I dropped onto my desk chair and opened my laptop. Instantly, the unfinished document from last night glowed against the dark screen. It was my secret world where thousands of people online knew me by my pen name. They loved my stories and they waited for updates. They called my characters powerful and unforgettable, and it was ironic considering nobody in my actual life ever looked at me twice.
My fingers hovered over the keyboard before I started typing slowly.
“She spent her whole life waiting for someone to finally choose her.”
I stared at the sentence for a moment too long, then deleted it immediately because that suddenly felt too personal.
A notification suddenly buzzed on my phone, and the screen lit up with Veronica's name on it. A small smile touched my lips before I even opened the message.
Veronica: Still alive or did your family sacrifice you at dinner again?
I laughed softly under my breath.
Me: Barely survived.
Almost instantly, another message appeared.
Veronica: Dramatic. I like it.
Me: You’re a terrible person.
Veronica: Yet somehow still your favorite.
That part was true. Veronica Cooper was probably the only person in school and the entire world who saw me properly. She was chaotic, impossible to embarrass, and painfully honest. She was basically my complete opposite.

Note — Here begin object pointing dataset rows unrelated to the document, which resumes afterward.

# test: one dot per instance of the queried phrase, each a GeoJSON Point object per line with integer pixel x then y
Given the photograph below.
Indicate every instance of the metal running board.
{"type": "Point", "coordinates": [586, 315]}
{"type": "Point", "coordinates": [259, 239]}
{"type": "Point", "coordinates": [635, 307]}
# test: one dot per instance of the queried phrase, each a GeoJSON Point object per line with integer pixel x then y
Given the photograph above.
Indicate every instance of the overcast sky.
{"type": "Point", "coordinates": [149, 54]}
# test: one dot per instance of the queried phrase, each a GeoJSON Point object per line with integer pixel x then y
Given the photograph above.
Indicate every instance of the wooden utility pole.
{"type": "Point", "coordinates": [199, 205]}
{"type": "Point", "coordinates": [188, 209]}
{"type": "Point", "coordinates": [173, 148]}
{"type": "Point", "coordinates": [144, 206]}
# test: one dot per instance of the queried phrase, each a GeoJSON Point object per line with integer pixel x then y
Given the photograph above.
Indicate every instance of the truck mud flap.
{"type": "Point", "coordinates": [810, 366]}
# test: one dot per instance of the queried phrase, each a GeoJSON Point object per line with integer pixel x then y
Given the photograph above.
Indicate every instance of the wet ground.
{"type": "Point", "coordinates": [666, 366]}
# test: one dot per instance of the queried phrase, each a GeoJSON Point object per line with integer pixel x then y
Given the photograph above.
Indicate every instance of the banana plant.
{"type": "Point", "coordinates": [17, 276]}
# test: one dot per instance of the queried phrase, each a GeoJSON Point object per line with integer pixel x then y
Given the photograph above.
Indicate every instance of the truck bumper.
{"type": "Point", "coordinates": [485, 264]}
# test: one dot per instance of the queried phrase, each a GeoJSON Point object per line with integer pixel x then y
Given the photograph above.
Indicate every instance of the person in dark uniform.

Another notification popped up.
Veronica: Also Adrian was asking about you today.
My heart betrayed me immediately as sudden heat rushed to my cheeks so fast it was embarrassing.
Me: Stop lying.
Veronica: I SWEAR!
I bit down on a smile before it could fully form.
Adrian Cole. Just thinking about his name alone felt dangerous sometimes.
He was the kind of guy people naturally gravitated toward. A smart athletic charming boy, ridiculously handsome without even trying, and teachers loved him. Students admired him. And somehow, despite all of that, he was still kind to me. Not in an obvious way though, or even enough to mean anything. But enough to make my stupid heart hopeful anyway.
Veronica: He asked if you finished the literature assignment.
Me: That’s not romantic.
Veronica: Let me be delusional for FIVE MINUTES WOMAN!
I laughed quietly again, and for a few seconds the heaviness from dinner loosened slightly inside my chest.
After the conversation ended, I leaned back in my chair and stared around my room. My eyes landed on the stack of scholarship papers sitting beside my laptop
"Crestfall Prestigious University, Application incomplete"
A familiar knot formed in my stomach instantly as I reached for the papers slowly. The scholarship was insanely competitive, and hundreds of students applied every year. Most of them richer, smarter, and more connected than me. People like Emily and Ethan had parents who pushed them toward success, while I had parents who barely remembered I existed. Sometimes I wondered if I was stupid for trying this hard. Maybe Mom was right, and
maybe dreams like Crestfall weren’t meant for girls like me.
I stared down at the unfinished application for a long moment, my chest tightening quietly.
Does someone like me really belong somewhere like Crestfall?
Or was I just setting myself up for another disappointment? That question nagged at me until I fell asleep.